July, 2014

Next (Part II)

By Michael J. Katin, MD

Our system is under attack and may be approaching a critical juncture (junction)? . In January, we discussed that training programs for radiation oncologists may not be able to produce adequate number of physicians skilled both technically and personally to avoid being overwhelmed. A second problem is that the philosophy of medicine, in general, is turning away from intensive intervention for the individual patient, allegedly for the good of the patient population as a whole.

As described in Next, Part I, the number of physicians in training for palliative-related specialties exceeds the number in training for radiation oncology. At the same time, ASTRO has promoted "Five Wise Choices" favoring reduction in the indications for the use of more complex types of radiation therapy to be used in several types of cancer, or even to be used at all. The featured editorial in the Journal of Clinical Oncology from December 20, 2013, is by Patricia Ganz and calls for "Charting a New Course for the Delivery of High-Quality Cancer Care." This refers to the report published by the Institute of Medicine on "Delivering High-quality Cancer Care: Charting a New Course for a System in Crisis."

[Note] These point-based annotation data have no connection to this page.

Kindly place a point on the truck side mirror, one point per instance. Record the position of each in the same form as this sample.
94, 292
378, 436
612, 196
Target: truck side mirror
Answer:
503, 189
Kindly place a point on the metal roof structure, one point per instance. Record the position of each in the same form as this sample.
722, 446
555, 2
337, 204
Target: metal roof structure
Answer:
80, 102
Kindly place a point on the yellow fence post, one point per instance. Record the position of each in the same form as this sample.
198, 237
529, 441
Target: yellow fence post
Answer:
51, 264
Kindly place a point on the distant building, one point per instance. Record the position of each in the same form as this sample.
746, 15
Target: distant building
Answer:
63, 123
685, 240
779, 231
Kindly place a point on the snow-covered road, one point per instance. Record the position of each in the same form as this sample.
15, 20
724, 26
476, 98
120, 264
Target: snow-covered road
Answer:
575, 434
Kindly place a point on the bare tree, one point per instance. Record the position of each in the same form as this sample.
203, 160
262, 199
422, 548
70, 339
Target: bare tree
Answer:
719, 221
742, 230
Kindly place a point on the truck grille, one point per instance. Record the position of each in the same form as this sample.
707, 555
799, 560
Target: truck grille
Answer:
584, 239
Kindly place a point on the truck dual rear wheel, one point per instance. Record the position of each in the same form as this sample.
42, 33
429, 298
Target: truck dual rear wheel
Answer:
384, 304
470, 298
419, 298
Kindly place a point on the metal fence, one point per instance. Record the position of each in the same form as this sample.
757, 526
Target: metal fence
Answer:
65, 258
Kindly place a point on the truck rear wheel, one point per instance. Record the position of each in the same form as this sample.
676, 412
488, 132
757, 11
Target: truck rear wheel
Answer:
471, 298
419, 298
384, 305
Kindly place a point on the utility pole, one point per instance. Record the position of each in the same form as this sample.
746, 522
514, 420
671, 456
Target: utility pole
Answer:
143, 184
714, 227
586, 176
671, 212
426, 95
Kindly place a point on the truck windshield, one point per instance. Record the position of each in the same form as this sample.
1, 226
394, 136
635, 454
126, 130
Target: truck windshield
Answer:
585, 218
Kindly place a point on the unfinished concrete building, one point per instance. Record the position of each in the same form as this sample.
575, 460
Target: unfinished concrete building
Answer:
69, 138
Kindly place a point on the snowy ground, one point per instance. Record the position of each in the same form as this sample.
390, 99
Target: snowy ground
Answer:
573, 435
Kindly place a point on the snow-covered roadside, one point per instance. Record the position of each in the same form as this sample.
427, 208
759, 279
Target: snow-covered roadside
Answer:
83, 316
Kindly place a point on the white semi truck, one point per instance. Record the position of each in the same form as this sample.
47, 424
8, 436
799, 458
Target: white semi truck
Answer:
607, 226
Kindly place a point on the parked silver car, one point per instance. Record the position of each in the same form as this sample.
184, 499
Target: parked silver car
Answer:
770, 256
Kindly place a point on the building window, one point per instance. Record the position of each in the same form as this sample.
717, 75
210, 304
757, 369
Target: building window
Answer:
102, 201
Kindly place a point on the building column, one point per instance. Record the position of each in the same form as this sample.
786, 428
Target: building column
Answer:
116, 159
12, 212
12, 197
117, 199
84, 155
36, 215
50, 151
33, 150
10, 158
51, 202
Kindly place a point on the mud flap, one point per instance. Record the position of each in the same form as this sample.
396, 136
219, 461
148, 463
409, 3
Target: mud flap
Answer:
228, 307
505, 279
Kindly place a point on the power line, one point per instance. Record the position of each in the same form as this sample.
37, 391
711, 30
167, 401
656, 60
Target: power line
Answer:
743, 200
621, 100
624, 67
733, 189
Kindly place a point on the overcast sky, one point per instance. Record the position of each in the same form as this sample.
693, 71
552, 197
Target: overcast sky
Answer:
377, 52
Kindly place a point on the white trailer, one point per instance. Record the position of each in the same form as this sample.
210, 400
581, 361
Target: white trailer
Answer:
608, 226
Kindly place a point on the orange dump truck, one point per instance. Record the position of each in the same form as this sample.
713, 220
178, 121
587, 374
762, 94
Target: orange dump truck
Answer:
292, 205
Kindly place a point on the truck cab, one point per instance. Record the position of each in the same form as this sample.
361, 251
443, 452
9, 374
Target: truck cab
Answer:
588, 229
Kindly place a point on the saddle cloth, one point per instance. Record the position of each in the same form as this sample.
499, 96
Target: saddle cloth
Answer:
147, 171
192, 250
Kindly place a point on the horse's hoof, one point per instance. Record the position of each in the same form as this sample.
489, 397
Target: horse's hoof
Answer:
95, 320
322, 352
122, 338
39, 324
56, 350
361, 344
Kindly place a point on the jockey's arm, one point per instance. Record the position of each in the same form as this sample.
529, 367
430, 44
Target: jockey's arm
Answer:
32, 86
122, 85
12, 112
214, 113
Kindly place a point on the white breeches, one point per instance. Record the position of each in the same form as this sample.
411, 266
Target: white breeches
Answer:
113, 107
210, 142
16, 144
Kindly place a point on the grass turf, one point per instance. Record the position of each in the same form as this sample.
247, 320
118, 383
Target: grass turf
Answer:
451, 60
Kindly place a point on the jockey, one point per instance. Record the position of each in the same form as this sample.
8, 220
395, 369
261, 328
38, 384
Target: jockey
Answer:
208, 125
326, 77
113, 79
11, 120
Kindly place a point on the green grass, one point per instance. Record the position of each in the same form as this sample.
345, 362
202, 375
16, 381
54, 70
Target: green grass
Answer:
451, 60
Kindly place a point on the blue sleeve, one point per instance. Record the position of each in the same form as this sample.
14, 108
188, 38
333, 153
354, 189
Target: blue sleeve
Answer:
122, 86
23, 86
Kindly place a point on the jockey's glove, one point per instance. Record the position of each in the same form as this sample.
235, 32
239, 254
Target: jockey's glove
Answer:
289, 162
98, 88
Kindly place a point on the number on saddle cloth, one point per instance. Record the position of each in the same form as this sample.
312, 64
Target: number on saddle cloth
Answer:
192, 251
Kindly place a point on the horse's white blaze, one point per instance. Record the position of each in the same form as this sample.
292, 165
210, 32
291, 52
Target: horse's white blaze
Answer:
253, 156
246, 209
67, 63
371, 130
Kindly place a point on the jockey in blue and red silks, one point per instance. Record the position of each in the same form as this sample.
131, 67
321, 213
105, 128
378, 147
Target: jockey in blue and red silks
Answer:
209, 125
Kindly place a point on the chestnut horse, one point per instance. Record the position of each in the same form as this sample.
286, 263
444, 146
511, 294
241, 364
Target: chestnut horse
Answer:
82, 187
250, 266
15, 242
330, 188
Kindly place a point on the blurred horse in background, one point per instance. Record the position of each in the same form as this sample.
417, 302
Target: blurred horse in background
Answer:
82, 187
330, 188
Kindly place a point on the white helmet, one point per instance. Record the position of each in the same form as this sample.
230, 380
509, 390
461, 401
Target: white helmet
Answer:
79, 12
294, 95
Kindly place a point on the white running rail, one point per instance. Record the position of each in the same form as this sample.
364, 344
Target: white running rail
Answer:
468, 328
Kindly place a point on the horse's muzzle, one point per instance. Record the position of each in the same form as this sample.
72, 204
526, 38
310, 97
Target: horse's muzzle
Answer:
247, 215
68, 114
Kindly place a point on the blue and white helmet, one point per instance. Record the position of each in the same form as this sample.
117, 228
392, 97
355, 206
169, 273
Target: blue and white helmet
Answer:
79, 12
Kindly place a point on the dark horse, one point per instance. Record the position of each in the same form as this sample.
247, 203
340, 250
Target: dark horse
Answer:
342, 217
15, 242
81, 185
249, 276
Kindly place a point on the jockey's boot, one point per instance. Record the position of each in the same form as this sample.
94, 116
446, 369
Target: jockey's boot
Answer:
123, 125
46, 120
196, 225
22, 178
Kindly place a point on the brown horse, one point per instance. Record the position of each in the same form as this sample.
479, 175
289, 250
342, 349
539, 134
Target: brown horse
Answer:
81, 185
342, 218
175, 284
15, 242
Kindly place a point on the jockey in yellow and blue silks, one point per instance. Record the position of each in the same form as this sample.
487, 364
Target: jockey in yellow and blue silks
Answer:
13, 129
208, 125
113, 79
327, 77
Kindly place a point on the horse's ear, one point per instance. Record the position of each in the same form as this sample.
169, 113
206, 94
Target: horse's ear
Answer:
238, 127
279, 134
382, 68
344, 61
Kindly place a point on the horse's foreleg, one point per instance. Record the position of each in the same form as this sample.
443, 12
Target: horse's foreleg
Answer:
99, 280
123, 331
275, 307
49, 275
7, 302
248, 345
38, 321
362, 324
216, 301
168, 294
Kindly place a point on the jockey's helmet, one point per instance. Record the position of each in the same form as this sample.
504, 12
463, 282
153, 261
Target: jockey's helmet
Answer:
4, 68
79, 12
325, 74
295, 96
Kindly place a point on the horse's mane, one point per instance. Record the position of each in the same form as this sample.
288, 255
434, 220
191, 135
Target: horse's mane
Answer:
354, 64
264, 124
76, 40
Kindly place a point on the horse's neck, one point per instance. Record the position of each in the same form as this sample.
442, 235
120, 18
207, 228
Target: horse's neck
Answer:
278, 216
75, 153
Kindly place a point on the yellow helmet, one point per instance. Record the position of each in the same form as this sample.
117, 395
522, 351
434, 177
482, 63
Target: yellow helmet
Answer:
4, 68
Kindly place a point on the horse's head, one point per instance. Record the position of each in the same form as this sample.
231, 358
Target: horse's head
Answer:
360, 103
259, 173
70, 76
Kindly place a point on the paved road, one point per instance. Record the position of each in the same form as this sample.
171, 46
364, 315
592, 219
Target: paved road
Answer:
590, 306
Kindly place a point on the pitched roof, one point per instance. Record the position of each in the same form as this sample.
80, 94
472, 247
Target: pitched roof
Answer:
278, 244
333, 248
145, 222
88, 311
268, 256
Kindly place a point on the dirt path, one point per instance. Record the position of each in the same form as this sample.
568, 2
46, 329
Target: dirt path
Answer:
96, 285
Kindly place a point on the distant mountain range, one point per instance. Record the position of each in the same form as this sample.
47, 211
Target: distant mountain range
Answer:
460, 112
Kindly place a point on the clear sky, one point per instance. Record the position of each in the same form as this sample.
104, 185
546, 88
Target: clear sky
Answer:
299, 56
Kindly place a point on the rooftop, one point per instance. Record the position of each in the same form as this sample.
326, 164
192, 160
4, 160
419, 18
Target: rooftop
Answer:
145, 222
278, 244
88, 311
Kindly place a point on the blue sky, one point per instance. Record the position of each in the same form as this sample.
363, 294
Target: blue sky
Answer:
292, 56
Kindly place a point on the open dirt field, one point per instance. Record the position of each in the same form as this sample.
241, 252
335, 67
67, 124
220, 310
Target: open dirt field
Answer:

Perhaps they could have first collaborated on the best way to manipulate words to make different titles, but the conclusion is that too much money is spent on taking care of people's medical problems and new course consists of not doing that any longer. Does this mean that those of us trained in highly-advanced techniques have now become just a nuisance? Fortunately, Pol Pot is no longer with us, but there are other ways to eliminate unwanted professionals. In any event, in only a short time there will remain only a small cadre of radiation oncologists to keep alive our arcane art.

In the short term there are three major threats. First, all physicians will be continually evaluated for performance. There has already been concern that the methodology may be flawed. This will allow evaluators to purge practitioners who are considered not to be in full accord with guidelines of practice. Second, the number of patients to be treated will decrease as criteria for screening are tightened. This will lead to having more persons diagnosed at an advanced stage of disease, reducing the chance of curative therapy. At the same time, treatments that might increase quality of life but not extend survival will be discouraged. Third, efforts will be made to bring all aspects of patient care together with the argument that this will increase efficiency. While this might be true in theory, it is difficult to demonstrate in practice. The concept of the "medical home " was first developed by the American Academy of Pediatrics in 1967 and subsequently extended to apply to grownups. The main accomplishment of the "medical home " seems to have been generation of studies and publications. A review in 2013 located 5,731 abstracts and papers related to this topic, with the final analysis that there were 19 studies and actually assessed effectiveness, with the conclusion that "there is some evidence" of improvement of the care experience for patients and staff and that there may be improvement in care processes and may be associated with reduced emergency department encounters, but that more research is needed.

Granted, similar difficulty in proving favorable outcomes may be made for other programs started in the mid-20th Century, such as the War on Drugs and the War on Poverty. Regardless, there will continue to be efforts to optimize the relationship between the patient and medical practitioners regardless of whether it can be proven to work better that the admittedly chaotic system that we know and love.

Can we foresee that in the near future radiation oncologists will be living with other physicians in a literal medical house, similar to today's firehouses, in which one is totally committed to the practice and always available, without concern for expenses (since everything is supplied) and also without concern for income, since there won't be any opportunity to spend anything anyway. Finally, all patient care will be coordinated by somebody else, and physicians will be free of any management responsibility....actually, I think we already did that, during residency.

Can there possibly be an alternative for those entering the practice of medicine, let alone radiation oncology, at this point? Yes, there is a precedent. Five hundred years ago there were samurai who became masterless and traveled the countryside offering services for those needing and willing to pay for them Perhaps it is time to break the bonds that restrain us and follow that example*.

*noting that wandering the countryside might be problematic, especially without adequate IT support.